Pandion employs a rigorous investment process designed to source quality investments while mitigating investment risk. Prior to initiating any transaction, diligence is conducted on a target’s mines, geographic location, management teams, as well as financial history and performance. The Fund invests primarily in North America, Brazil, Chile, Peru, Australia, Finland and other Rule of Law jurisdictions, and focuses on companies with mining assets that are currently in or nearing the production phase. The Fund also utilizes the services of industry consultants to assist in the initial and ongoing diligence processes. The principal investment strategy of using the PPMA itself provides a level of risk mitigation. The Firm seeks priority liens on the metal forward transactions and the inherent structure of the instrument provides a built-in-exit that serves to limit liquidity risk. Furthermore, where relevant and cost-efficient to do so, the Fund may seek to reduce market risk by employing a variety of hedging techniques, including the purchase or sale of, among other things, securities, options, future contracts, and/or other derivative products. Certain Material Risks Investing in securities generally, and investing in the Fund, involves substantial risk of loss that investors should be prepared to bear. The task of identifying investment opportunities and managing private equity investments is difficult. There can be no assurance that the Fund will be able to make and/or realize any particular investment or that the Fund will be able to generate returns for their investors. The marketability and value of any such investments will depend upon many factors beyond the control of the Fund. In addition, there can be no assurance that any investor will receive any distribution from the Fund.
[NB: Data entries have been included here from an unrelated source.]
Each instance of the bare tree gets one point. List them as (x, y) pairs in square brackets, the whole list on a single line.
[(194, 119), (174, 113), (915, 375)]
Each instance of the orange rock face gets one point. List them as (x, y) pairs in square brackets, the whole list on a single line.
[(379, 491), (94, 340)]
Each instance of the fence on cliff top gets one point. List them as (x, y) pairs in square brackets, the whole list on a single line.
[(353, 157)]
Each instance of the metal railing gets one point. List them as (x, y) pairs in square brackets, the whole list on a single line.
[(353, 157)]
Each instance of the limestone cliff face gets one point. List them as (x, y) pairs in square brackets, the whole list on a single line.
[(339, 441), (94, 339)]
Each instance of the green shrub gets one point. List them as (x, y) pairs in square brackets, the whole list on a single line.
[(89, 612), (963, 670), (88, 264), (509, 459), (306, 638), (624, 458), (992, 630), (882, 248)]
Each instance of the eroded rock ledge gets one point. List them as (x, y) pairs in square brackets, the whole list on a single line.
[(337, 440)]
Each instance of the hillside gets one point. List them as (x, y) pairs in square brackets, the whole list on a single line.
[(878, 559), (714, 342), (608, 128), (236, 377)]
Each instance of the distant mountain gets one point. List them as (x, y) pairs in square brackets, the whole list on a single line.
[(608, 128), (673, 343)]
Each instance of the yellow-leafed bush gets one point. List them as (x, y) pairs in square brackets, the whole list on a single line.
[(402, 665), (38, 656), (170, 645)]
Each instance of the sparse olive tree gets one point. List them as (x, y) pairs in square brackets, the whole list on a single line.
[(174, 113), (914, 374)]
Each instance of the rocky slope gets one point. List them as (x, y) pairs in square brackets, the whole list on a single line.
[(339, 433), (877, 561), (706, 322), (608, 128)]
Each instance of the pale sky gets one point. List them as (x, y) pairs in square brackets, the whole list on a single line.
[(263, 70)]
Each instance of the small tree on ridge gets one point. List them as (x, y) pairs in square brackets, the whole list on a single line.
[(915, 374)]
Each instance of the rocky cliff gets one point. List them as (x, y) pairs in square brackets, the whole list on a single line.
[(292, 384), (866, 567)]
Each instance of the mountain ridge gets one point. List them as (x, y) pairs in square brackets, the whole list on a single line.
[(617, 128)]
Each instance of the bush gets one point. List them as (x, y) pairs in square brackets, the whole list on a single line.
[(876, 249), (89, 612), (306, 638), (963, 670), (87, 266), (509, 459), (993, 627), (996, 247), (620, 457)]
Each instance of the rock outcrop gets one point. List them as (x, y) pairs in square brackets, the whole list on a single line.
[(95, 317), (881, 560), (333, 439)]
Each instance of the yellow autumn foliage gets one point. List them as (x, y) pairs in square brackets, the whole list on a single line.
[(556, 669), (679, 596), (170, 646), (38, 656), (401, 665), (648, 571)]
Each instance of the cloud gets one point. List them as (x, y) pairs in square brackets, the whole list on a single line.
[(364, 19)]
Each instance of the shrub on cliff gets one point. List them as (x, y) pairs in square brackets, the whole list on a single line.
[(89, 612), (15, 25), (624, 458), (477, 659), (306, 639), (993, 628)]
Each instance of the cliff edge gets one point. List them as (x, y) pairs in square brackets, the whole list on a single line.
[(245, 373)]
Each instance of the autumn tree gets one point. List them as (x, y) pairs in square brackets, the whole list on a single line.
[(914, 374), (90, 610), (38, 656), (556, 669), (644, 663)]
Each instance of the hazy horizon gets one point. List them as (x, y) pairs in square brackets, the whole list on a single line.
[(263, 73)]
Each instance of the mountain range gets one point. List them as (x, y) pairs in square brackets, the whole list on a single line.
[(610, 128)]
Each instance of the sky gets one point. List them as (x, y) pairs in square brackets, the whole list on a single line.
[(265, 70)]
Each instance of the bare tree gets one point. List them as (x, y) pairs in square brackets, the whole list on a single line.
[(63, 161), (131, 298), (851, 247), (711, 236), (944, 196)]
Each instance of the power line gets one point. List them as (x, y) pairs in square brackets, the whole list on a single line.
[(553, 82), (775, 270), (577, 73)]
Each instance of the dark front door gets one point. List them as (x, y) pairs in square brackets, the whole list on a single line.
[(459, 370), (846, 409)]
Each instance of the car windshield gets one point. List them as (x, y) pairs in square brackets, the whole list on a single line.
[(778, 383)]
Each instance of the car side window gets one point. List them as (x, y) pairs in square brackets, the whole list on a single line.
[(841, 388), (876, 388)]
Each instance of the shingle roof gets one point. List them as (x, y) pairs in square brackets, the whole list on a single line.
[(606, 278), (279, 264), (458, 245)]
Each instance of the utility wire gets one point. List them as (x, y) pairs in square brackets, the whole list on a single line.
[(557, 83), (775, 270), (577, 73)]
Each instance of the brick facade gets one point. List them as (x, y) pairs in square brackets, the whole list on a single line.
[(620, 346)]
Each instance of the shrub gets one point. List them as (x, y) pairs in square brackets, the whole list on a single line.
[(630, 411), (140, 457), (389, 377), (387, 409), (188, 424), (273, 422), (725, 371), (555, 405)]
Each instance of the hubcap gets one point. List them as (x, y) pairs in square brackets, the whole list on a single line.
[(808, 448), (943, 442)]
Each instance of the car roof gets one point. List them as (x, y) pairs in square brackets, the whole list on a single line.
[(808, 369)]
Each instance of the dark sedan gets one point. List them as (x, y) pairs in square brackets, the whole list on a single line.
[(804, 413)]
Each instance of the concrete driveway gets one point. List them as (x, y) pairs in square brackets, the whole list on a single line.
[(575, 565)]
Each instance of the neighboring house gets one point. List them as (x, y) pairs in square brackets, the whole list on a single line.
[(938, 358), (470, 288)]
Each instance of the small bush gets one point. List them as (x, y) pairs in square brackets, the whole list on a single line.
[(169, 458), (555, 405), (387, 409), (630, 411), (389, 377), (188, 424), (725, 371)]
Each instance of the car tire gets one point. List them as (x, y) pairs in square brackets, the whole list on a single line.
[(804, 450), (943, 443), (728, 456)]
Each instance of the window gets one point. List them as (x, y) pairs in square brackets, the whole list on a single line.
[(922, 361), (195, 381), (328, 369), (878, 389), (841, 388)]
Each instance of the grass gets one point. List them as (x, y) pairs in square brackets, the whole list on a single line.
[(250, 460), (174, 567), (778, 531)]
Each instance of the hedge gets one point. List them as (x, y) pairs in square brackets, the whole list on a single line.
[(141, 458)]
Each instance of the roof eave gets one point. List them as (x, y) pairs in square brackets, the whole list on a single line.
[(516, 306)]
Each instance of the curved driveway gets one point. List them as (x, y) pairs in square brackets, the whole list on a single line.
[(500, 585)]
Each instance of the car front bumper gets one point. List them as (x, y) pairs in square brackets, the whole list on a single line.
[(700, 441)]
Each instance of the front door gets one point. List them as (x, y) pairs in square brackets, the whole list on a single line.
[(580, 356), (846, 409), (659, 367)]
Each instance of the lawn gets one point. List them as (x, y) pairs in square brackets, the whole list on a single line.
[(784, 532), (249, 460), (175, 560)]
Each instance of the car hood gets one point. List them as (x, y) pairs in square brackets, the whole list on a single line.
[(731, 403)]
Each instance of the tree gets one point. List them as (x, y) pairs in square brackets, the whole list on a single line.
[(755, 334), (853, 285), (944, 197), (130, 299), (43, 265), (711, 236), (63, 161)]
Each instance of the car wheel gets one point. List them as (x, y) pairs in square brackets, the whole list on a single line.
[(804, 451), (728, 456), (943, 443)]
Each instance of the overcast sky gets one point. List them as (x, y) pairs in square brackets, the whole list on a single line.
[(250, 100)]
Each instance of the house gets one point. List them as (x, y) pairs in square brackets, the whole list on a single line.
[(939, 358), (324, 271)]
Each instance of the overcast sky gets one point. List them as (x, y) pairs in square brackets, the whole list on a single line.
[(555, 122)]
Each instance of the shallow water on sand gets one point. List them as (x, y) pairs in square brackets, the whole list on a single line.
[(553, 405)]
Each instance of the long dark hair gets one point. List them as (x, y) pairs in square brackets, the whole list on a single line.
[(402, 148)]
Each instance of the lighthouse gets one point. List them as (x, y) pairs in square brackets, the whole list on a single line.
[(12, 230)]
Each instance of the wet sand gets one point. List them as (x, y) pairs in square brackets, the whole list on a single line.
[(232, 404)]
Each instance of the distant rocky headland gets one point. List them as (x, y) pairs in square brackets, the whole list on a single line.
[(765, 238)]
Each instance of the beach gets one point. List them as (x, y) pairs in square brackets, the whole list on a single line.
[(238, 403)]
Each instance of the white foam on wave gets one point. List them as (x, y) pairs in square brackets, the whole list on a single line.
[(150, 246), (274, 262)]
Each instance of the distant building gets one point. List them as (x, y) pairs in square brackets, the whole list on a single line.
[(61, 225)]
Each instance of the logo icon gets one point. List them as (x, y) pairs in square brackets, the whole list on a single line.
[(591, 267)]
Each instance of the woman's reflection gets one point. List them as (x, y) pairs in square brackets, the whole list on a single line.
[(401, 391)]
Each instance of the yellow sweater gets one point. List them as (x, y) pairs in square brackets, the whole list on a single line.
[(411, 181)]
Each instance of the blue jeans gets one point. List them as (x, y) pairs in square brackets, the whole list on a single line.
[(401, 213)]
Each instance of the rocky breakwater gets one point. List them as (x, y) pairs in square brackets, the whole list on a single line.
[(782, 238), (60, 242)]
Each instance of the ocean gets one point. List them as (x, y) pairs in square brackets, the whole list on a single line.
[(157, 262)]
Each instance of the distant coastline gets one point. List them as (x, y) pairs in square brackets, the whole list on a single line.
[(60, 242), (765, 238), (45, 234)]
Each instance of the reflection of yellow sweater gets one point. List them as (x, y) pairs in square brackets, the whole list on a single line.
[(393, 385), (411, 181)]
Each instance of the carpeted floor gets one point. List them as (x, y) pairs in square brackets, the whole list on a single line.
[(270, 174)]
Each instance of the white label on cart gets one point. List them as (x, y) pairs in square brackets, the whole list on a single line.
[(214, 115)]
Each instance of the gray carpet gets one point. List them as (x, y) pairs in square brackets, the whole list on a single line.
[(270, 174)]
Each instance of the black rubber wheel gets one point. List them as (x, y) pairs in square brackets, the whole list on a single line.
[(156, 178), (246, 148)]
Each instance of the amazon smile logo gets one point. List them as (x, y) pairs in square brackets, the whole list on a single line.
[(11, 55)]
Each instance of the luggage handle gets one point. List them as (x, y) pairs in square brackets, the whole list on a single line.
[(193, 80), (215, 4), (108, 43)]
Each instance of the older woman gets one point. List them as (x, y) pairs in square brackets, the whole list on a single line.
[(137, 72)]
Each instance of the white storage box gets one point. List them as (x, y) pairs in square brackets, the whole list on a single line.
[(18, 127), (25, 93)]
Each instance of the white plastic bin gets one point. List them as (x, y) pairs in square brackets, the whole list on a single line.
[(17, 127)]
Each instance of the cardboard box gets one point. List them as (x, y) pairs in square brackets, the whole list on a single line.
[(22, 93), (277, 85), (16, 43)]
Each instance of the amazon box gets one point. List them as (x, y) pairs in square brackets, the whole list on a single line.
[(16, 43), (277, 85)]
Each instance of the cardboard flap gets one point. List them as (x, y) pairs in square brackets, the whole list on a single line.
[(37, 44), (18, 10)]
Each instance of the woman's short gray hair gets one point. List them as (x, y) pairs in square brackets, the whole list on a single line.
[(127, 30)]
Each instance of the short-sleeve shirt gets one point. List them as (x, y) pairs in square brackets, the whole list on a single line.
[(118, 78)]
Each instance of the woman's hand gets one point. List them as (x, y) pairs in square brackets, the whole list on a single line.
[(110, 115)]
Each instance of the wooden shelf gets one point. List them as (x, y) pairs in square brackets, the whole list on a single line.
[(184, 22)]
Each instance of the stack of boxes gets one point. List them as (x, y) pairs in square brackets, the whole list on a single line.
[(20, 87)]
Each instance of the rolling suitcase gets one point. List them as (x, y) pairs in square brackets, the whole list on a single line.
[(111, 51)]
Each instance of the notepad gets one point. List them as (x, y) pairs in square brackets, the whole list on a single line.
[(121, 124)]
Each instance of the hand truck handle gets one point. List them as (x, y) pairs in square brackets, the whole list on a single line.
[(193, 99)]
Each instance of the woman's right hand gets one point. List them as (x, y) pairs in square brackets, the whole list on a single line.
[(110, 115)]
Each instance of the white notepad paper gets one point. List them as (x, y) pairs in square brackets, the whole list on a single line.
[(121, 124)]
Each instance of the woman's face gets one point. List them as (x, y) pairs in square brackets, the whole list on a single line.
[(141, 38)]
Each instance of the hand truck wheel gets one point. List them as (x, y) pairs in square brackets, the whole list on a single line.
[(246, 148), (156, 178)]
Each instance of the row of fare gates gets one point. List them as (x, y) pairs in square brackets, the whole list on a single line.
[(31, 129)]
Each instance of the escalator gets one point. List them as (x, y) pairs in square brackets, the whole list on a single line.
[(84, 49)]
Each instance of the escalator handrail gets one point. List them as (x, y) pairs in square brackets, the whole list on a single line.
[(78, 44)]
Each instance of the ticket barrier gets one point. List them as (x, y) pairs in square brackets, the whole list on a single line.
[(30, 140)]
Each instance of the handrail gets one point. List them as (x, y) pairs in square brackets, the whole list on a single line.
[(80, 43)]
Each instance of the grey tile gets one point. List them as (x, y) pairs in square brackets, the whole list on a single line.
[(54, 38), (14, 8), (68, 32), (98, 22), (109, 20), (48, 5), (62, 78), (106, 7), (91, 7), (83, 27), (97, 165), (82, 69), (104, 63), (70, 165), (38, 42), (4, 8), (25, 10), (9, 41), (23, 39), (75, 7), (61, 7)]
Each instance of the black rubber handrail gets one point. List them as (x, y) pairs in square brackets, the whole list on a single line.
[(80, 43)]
Portfolio investments may be affected by force majeure events (i.e., events beyond the control of the party claiming that the event has occurred, including, without limitation, acts of God, fire, flood, earthquakes, outbreaks of an infectious disease, pandemic or any other serious public health concern, war, terrorism, labor strikes, major plant breakdowns, pipeline or electricity line ruptures, failure of technology, defective design and construction, accidents, demographic changes, government macroeconomic policies, social instability, etc.). Some force majeure events may adversely affect the ability of a party (including a portfolio company or a counterparty to a Fund or a portfolio company) to perform its obligations until it is able to remedy the force majeure event. In addition, forced events, such as the cessation of the operation of machinery for repair or upgrade, could similarly lead to the unavailability of essential machinery and technologies. These risks could, among other effects, adversely impact the cash flows available from a portfolio company, cause personal injury or loss of life, damage property, or instigate disruptions of service. In addition, the cost to a portfolio company or a Fund of repairing or replacing damaged assets resulting from such force majeure event could be considerable. Force majeure events that are incapable of or are too costly to cure may have a permanent adverse effect on a portfolio company. Certain force majeure events (such as war or an outbreak of an infectious disease) could have a broader negative impact on the world economy and international business activity generally, or in any of the countries in which Funds may invest specifically. Additionally, a major governmental intervention into industry, including the nationalization of an industry or the assertion of control over one or more portfolio companies or its assets, could result in a loss to a Fund, including if the investment in such portfolio companies is canceled, unwound or acquired (which could be without adequate compensation). Any of the foregoing may therefore adversely affect the performance of a Fund and its investments.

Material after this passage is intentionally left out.